Откуда мы знаем, что этот свет и туннель – это тоже не трюк нашей психики?
Оставив веру в наше общемировое всемогущество, стоит подумать о том, что её могущество и силу мы как раз нередко недооцениваем.
Если я очень верю в то, что свет и туннель перед концом жизни должны быть, – может, поэтому я их и вижу?
Может, сознание моё, ощущая масштаб непоправимости, происходящей с телом, понимая, что, возможно, вот сейчас… – чтобы сделать это более переносимым для меня, подбрасывает картинки, в которые мне так хотелось верить в жизни?

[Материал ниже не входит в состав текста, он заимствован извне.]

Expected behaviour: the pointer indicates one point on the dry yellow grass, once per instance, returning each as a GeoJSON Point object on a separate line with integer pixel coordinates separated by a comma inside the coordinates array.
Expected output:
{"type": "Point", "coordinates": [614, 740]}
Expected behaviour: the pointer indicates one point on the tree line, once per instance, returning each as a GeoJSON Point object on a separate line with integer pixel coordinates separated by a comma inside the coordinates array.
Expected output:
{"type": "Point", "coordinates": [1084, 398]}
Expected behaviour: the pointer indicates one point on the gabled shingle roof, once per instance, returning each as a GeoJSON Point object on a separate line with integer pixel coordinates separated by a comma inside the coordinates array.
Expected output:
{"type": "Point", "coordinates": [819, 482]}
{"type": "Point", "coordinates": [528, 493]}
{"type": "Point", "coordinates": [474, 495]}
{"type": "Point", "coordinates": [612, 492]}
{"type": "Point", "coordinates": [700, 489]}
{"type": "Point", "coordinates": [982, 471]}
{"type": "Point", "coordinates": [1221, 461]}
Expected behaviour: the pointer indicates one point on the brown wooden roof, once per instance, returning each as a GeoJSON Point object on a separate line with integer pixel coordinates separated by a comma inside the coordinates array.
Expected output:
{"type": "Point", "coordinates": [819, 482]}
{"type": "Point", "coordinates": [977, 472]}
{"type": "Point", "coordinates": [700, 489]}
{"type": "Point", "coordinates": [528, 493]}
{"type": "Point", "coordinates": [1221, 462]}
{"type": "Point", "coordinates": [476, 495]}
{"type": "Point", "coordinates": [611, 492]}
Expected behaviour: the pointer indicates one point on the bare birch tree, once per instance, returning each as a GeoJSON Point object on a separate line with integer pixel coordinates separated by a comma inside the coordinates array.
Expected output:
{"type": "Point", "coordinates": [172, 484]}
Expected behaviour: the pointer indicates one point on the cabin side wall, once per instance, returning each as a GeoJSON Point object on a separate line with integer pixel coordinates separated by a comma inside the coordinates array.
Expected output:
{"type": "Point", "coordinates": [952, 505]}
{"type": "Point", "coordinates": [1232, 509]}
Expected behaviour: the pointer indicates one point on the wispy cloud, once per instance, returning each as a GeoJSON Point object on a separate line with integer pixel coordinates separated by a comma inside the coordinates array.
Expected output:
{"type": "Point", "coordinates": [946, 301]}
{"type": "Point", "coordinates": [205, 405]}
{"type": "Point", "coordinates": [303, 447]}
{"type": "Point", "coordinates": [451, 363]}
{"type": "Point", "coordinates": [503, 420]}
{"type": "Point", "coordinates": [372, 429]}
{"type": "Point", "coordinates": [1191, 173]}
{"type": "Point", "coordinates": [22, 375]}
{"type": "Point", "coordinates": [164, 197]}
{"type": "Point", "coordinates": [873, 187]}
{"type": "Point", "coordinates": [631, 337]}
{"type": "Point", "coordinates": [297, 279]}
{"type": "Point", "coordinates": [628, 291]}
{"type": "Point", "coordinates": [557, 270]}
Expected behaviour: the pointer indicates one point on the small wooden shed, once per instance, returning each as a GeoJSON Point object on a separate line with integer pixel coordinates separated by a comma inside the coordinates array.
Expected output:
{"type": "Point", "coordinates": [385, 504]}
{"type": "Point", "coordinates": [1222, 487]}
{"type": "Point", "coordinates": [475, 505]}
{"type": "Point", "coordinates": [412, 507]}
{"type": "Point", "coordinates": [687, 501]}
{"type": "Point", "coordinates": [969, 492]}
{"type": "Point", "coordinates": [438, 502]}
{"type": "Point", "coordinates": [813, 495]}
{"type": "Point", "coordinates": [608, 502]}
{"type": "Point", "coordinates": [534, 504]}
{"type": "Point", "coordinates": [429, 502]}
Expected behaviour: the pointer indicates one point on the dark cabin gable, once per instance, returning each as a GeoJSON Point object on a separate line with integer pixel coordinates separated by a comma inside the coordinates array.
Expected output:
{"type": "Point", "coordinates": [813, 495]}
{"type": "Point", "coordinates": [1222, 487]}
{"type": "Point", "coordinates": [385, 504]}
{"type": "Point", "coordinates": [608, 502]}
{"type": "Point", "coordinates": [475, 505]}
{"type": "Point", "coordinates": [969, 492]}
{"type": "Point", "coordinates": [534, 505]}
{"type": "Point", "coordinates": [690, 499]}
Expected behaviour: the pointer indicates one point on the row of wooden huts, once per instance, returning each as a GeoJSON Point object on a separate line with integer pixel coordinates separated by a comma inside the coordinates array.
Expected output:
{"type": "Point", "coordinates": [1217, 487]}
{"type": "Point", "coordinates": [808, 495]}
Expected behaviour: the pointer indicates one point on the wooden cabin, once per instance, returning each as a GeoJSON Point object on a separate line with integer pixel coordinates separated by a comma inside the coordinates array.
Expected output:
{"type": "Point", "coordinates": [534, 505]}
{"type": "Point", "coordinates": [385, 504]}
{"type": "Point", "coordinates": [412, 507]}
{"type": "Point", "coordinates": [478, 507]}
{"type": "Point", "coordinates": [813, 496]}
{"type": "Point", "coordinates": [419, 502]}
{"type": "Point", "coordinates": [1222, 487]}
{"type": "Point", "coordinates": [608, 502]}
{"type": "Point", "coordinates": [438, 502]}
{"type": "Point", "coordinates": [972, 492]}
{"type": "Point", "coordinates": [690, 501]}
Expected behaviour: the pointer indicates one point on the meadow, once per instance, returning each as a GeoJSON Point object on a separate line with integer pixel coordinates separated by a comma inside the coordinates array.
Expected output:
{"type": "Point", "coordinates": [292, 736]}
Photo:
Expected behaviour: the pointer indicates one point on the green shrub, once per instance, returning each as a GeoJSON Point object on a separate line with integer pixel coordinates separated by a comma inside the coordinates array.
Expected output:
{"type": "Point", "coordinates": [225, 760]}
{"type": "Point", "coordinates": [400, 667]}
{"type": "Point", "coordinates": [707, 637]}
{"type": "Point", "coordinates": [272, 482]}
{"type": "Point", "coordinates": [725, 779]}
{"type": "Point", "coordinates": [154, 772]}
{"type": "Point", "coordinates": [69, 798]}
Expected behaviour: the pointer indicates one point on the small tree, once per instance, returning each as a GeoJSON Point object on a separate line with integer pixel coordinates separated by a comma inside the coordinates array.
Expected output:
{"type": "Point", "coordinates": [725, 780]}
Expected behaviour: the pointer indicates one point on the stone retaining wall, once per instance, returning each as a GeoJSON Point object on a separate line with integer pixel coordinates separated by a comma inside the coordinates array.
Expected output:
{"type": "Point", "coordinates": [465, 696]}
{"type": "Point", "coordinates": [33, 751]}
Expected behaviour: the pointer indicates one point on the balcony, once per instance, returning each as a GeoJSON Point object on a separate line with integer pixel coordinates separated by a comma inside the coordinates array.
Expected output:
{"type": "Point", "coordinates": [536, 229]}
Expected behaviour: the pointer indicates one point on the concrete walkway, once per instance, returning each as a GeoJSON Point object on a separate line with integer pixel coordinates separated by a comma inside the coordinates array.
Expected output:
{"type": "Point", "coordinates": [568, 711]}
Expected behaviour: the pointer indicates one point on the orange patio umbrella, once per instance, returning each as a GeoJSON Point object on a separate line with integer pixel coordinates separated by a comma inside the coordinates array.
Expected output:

Это как физиологический шок в момент и после перелома – обеспечивающий переносимость боли. Только на психическом уровне.
Почему так не может быть?
Но в сакральных вопросах смерти даже те из нас, кто привык в жизни всё подвергать критическому вопросу, часто не рискуют подвергать вопросу – надежду.
Впрочем, а почему?..
Внутри меня голос многих людей говорит мне в ответ: да, но как же религии? Ну хорошо, пусть это «коллективная легенда», дающая облегчение. Но если люди не будут верить в карму, в ад и рай, в то, что за пределами этой жизни нам воздастся по содеянному, – какая же начнётся анархия?
Что удержит человека от того, чтоб стать чудовищем?
«Доверяйте своим детям», – говорят нам.
«Сперва перестаньте верить в то, что без внешних воздействий они обязательно станут чудовищами, – говорю я. – Вдруг они просто-напросто по природе своей хотят быть хорошими людьми?»
Я смотрю за окно на неизбежную и бесконечную красоту. И думаю: напротив, что, как не осознание абсолютной конечности себя, может быть настолько сильным, абсолютным моральным принципом?
Нет, у меня не будет шанса ничего искупить и исправить.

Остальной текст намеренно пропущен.